The main diagnostic drawback is that it is mostly only structurally/anatomically specific, not necessarily disease specific, so there is a lot to do in terms of clinical correlation with imaging findings.  And then there is the small issue where it's a nuclear medicine study requiring 5 hours of fasting and an injection of the FDG tracer 1 hour before the study is performed.  But, someday a decade out, the next generations of these devices might be more clinician-friendly....

"FDG-PET for the diagnosis of fever of unknown origin: a Japanese multi-center study."
www.ncbi.nlm.nih.gov/pubmed/21344168

Tuesday, July 12, 2011

5% of Patients Spend 50% of Our Healthcare Dollars

Per-capita spending doubled from 1997 through 2009 from $4100 to $8100 - with 5% of patients spending $35,800 on average annually to account for 47.5% of healthcare spending.  Overall, the five most expensive conditions are heart disease, cancer, trauma, mental disorders, and pulmonary conditions.

Unsurprisingly, people over 55 made up the majority of the high spending groups.  Unhappily enough, the authors note a "flattening" of the distribution of spending, where younger individuals are responsible for a greater proportion of the spending.  This is not due to more cost-effective care in the elderly, it's a result of increasing disease prevalence in the young, primarily attribute to obesity-related diseases such as hypertension, diabetes, hyperlipidemia.
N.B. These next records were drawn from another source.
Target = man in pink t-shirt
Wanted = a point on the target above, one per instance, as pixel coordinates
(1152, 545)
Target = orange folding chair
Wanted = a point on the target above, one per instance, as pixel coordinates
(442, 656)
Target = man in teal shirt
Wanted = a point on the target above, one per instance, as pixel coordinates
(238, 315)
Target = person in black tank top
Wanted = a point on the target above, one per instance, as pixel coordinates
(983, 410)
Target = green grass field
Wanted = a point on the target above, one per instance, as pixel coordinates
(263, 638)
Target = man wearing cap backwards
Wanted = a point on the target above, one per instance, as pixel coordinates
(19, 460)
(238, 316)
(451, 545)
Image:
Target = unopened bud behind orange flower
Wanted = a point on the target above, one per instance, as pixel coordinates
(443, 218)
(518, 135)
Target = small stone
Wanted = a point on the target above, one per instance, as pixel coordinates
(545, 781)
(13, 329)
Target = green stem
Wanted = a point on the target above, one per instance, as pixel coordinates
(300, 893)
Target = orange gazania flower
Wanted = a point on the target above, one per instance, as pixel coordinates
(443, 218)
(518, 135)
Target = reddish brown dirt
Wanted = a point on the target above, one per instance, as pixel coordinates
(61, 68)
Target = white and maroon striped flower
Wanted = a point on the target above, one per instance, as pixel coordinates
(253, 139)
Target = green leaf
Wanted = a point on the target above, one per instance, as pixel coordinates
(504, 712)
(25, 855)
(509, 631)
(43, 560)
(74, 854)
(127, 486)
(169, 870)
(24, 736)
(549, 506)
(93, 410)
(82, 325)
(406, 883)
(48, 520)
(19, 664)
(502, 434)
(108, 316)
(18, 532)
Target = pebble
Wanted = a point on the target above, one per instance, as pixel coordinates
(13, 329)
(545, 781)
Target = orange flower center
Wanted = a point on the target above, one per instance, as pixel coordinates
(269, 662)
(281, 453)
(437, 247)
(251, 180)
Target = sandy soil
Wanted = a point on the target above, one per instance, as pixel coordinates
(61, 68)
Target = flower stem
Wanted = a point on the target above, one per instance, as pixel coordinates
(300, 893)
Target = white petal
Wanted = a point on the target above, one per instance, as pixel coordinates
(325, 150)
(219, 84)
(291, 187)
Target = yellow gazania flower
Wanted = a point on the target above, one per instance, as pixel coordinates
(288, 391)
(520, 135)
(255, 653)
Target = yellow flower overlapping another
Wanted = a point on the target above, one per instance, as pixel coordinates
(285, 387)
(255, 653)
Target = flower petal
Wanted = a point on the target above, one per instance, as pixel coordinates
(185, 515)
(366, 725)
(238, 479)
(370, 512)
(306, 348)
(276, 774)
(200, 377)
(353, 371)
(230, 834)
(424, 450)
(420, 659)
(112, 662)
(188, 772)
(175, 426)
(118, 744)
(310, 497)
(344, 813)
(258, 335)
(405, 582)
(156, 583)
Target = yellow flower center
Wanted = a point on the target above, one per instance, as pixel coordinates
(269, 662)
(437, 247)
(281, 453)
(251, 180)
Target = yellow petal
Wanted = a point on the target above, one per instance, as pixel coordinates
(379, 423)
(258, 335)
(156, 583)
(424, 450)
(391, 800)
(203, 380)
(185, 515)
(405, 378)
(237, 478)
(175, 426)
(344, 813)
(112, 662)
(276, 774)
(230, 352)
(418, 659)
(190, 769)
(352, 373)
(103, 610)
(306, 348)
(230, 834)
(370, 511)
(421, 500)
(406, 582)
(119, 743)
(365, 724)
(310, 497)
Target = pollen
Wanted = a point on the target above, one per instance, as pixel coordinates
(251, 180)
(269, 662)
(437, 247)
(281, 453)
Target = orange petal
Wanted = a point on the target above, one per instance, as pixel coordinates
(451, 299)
May you live in interesting times, indeed.

"Understanding U.S. Health Care Spending - NIHCM Foundation Data Brief July 2011"
http://www.nihcm.org/images/stories/NIHCM-CostBrief-Email.pdf

Monday, July 11, 2011

Send Children With Negative CTs Home

We should all love PECARN.  I love PECARN (Pediatric Emergency Care Applied Research Network) - and not just because I helped set it up as a research assistant peon before medical school.  I love it because it takes multicenter enrollment cohorts to conduct adequately powered research in a population that is rarely affected by serious morbidity and mortality.

Of 13,543 children with GCS 14 or 15 and a normal CT scan, none needed neurosurgical intervention in their follow-up period.  A small handful of these patients had a repeat CT or MRI for some reason, and between 10-25% of the hospitalized patients and 2-10% of the discharged patients had an abnormal result on repeat imaging.  None led to any intervention...which then, of course, begs the question whether it was appropriate to perform a test that did not result in meaningful change in management.  But, there's not enough patients in this group to draw conclusions as to whether repeat scans should or should not be performed.

My only caveat - when you take an over-utilized test in which nearly all patients are certainly fine and will continue to be fine, you actually dilute its external validity to the patient population that really matters.  However, even in a higher-risk patient population in which CTs are used far more conservatively, the clinically relevant answer is still going to be same - the only reasonable practice is still going to be to discharge these patients home.

"Do children with blunt head trauma and normal cranial tomography scan results require hospitalization for neurologic observation?"
www.ncbi.nlm.nih.gov/pubmed/21683474

Sunday, July 10, 2011

Groomsman Gifts

I bought all my groomsmen whiskey as gifts - at the world's largest liquor store, which is conveniently located 7 blocks from my new home in Houston.

Longrow 14 Year Old Sherry Cask Finish
It's a Campbeltown region Scotch whiskey that's a peatier version of the Springbank that I think is very nice.  Made by the same distillery in a limited run every year.

Suntory Yamazaki 18 Year Old
I posted once upon a time about the 12 year version of this whiskey, which is a Japanese whiskey aged in three types of oak cask.  I really liked the reasonably-priced 12 year, and I hope my best man will enjoy the 18.

Ardbeg Corryvreckan
Named after a famous maelstrom, it's a viscous, peaty Scotch whiskey for my friend who loves all things Islay.

Woodford Reserve Master's Collection
For my bride's brother, who prefers Bourbon whiskey, the seasoned oak finish Master's Collection edition.